Updating your application may not be enough if it has already been read. I'd recommend also e-mailing key people you would like to work with to let them know about your new paper once it is on the arXiv. Of course you shouldn't spam large numbers of people, but sending out an announcement is perfectly appropriate if you restrict it to people who would genuinely like to hear about the paper for mathematical reasons, and not just as an advertisement for hiring you.

  • 5
    Maybe worth adding to your answer: in MathJobs, the reviewers for applications can both see the date an application was first submitted and the date where it last updated. "Reapplying" will change the latter but not the former. Also, at least in my experience, no one cares whether you submitted an application on time or not. If the data is there when people want to see it, then that's good enough. It's just that submitting late takes a big risk of the data not being there for people. Commented Dec 28, 2013 at 18:30
  • Thanks! this is very helpful. I will send announcements, but I know that at least some of these people are not reviewing applications (but of course they have a say on them...).
    – the L
    Commented Dec 28, 2013 at 19:52
  • @MathMan I thought all faculty had a say in hiring postdocs; even though they might not be on the search committee, they can still pass along your name, and tell them that they are interested in you, which could put your name into the (longer) shortlist. Besides, announcing your results is something you should do anyway!
    – user10269
    Commented Dec 29, 2013 at 3:55

I have had several of my pre-prints be submitted in the flurry of activity between job application and the last few months. I haven't decided if it's still reasonable to re-submit or not . . .

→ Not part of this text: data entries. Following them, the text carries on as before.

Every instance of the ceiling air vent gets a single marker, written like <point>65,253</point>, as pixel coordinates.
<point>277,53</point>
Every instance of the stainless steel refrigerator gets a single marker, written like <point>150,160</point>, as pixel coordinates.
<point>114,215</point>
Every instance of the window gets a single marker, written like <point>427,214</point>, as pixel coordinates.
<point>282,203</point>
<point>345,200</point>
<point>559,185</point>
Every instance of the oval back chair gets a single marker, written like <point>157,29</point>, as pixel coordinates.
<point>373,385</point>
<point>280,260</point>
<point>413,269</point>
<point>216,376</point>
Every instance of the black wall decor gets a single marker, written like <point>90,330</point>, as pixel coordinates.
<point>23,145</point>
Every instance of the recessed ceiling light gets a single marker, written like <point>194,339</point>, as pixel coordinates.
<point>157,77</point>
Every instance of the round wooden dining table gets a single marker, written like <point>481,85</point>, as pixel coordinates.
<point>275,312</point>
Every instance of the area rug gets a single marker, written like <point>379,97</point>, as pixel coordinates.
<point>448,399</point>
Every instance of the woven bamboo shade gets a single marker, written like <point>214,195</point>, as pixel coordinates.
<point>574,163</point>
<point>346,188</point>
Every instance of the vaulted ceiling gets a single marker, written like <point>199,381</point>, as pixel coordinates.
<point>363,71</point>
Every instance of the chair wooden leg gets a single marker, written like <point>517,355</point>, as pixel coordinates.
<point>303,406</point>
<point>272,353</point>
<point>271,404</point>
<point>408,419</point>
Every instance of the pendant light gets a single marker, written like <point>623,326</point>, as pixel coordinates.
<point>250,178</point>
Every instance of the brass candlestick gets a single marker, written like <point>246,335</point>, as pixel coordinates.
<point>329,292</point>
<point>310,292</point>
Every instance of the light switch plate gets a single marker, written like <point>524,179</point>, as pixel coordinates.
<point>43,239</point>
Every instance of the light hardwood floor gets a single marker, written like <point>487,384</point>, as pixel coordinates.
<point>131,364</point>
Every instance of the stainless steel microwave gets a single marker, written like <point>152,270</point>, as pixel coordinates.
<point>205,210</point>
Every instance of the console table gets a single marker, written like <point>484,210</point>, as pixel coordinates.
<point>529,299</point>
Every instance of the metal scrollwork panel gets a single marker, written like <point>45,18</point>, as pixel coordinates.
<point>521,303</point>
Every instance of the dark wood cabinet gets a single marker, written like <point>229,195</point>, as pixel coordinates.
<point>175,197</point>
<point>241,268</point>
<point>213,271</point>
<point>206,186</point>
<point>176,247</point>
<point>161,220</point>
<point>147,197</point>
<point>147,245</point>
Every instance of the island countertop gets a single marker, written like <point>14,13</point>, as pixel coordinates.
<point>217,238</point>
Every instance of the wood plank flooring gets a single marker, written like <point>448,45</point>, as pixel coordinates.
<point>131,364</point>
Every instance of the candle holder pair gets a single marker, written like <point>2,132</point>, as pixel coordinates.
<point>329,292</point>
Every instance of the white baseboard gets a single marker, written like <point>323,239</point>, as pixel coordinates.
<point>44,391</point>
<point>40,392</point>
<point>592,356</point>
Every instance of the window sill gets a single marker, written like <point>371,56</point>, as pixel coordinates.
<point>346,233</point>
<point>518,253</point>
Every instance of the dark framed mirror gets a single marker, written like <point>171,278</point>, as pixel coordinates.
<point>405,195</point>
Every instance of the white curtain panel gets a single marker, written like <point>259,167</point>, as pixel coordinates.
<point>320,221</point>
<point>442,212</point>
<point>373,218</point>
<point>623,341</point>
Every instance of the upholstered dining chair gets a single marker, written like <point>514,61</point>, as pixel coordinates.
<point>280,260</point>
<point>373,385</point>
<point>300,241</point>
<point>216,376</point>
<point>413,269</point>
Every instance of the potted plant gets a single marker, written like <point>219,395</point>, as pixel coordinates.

I do know, or at least, this has been my own experience, that there is something funky going on in the mathjobs database on 'submission' dates and 'updated' dates.

I've had one application that I know that I had sent in by the deadline (I have an email from mathjobs indicating that all my material had been submitted) on such and such a date, but then when I highlight the little info image next to the job on the status page, it is several days afterwards.

I know that I did not un-apply for the position (as it was one of my top 5 post doc choices ), but I did do an update of the application, at some point (change some of the preprints to submitted).

I've only heard from two places so far (post-doc wise) on interviews. I'm really not going to start sweating until a bit after the coordinated deadline, but it's not fun when it's all up in the air and you have no idea.

Actually, quick q and I'll probably run this by my advisor, but would it be appropriate to indicate the mathjobs fubar in the database to the school of interest? I just don't want that to be the deciding factor for a position to be submission of materials on time or not, especially considering the mathjobs system is just plain wrong (and I can prove it)!

  • 1
    It's probably okay. I was a bit worried when I updated one of my applications and then the 'submitted' date appeared as that day's date (almost two weeks after the closing date). But it seems I'm on the short-list for that job, so I guess it didn't cause a problem.